Despite the patriotism of World War II era, American culture was changing around this time. Fleeing the war, European artists moved here and brought international art attitudes with them. (4) New York became a world art capital, cosmopolitanism became the norm, and "regions" became objects of anthropological study rather than sources of inspiration. Wood's small town conservatism, already beginning to be an issue in the 1940s, would certainly kill his chances of acceptance today in the world of museum installations and international art fairs. Were he making this work now he would be doomed to remain cordoned off in the "other art world" of people who collect Remingtons.
Even though drawing is perceived as more ephemeral than painting (still) among curators and collectors, it's nevertheless an act of freezing time and fixing history, in comparison to digital art products, which can be manipulated in endless ways. The idea of creating a timeless, stand-alone artifact seems quaint now but in Wood's time what went down on the paper had to count -- that's what art was. This may explain the level of verve and commitment that can still be perceived even in a series of jpeg details, long after battles over "regionalism" have dwindled down to nothing.

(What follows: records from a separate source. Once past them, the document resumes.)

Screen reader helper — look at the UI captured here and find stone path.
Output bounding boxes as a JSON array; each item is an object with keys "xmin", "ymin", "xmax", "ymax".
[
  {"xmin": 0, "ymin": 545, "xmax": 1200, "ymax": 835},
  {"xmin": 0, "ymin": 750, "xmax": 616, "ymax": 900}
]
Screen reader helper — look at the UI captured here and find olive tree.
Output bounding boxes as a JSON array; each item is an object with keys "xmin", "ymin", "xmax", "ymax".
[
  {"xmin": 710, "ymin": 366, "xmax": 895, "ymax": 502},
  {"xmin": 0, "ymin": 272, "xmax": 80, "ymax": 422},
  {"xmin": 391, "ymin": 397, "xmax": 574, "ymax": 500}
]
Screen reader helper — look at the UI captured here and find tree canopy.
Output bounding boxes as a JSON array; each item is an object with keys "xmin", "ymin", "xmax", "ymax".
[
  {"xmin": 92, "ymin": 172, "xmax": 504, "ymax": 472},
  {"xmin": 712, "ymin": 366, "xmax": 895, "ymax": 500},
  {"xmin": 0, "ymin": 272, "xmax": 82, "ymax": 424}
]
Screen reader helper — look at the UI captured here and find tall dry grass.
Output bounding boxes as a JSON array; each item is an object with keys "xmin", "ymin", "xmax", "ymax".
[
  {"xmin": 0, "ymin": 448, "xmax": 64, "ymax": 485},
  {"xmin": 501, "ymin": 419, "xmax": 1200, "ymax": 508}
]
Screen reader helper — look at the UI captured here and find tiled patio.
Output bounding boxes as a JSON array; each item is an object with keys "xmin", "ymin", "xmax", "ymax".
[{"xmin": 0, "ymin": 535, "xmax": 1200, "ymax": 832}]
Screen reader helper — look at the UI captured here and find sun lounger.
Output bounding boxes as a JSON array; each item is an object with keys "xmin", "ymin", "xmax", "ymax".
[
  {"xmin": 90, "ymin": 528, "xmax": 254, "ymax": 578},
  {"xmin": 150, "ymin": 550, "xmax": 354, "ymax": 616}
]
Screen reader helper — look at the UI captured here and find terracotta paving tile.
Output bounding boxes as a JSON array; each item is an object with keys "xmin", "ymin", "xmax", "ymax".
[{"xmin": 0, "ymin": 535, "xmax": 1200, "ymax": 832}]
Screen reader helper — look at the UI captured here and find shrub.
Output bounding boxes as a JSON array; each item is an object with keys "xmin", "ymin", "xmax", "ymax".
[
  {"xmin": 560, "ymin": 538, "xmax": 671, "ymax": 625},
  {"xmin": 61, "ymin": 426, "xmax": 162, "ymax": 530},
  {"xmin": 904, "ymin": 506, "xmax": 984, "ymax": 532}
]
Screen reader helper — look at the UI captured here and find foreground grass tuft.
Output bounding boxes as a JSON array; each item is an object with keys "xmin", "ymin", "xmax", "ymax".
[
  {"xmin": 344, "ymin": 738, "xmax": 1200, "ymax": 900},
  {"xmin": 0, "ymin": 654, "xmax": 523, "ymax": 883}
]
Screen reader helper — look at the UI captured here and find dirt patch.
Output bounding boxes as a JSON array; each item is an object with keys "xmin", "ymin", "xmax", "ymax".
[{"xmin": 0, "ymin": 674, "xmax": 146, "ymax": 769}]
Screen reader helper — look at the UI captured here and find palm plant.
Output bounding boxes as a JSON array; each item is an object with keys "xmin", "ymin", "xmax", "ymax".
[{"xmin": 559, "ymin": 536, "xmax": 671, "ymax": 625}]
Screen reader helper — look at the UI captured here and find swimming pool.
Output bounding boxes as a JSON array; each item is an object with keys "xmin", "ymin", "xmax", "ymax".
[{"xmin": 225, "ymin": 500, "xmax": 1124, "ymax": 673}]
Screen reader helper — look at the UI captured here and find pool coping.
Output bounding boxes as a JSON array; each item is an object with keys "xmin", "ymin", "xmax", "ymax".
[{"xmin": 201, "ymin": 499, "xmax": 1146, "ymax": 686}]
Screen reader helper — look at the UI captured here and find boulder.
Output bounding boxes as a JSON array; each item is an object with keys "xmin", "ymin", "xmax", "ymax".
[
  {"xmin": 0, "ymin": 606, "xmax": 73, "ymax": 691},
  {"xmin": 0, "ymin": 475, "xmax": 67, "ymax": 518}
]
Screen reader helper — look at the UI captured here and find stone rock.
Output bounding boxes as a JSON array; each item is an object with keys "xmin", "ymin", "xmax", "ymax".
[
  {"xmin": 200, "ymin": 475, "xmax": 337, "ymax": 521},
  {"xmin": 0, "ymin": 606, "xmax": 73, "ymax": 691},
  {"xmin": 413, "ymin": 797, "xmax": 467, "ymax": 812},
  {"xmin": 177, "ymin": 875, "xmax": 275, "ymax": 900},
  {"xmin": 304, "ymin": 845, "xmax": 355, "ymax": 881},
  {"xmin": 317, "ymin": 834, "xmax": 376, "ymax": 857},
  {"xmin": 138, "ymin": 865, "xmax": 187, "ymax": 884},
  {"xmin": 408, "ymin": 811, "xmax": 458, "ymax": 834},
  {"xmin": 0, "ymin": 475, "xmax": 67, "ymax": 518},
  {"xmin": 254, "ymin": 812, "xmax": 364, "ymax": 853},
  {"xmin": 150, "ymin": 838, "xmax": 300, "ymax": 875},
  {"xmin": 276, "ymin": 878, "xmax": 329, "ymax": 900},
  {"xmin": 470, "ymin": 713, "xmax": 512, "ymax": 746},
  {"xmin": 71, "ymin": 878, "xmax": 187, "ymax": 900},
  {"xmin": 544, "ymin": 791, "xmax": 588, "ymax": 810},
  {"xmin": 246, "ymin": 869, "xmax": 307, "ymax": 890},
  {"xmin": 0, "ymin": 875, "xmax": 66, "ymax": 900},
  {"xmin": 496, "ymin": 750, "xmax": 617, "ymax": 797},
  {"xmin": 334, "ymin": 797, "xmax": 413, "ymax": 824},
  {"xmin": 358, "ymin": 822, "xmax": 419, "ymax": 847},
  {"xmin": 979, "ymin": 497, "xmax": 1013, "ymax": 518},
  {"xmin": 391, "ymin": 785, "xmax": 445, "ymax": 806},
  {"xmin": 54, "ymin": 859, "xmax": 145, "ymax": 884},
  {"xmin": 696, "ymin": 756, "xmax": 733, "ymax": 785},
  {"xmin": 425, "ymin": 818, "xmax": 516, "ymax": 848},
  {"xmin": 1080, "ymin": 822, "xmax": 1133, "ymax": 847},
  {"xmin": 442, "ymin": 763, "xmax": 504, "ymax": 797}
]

1. In the comments to the Glasstire essay, an artist complains that Knudson's years of pre-art class criticism were "like expecting someone who has never even held a screw driver to be able to tell me how to fix my car." Like Marshall McLuhan coming out from behind the theatre sign in Annie Hall, ex-Newsweek critic Peter Plagens suddenly appears in the thread and responds: "Old saying: You don’t have to be a chicken to know a rotten egg... Art writers and curators aren’t trying to tell you how to fix your car (metaphorically, how to make art). They’re judging your art -- something that viewers do, in writing or not, all the time... Betcha when the judgment is along the lines of, 'Hey, that’s a great piece of art you made!' you don’t complain about being judged."
2. Wanda M. Corn, Grant Wood: The Regionalist Vision, Yale University Press, 1983
3. Id.
4. Id.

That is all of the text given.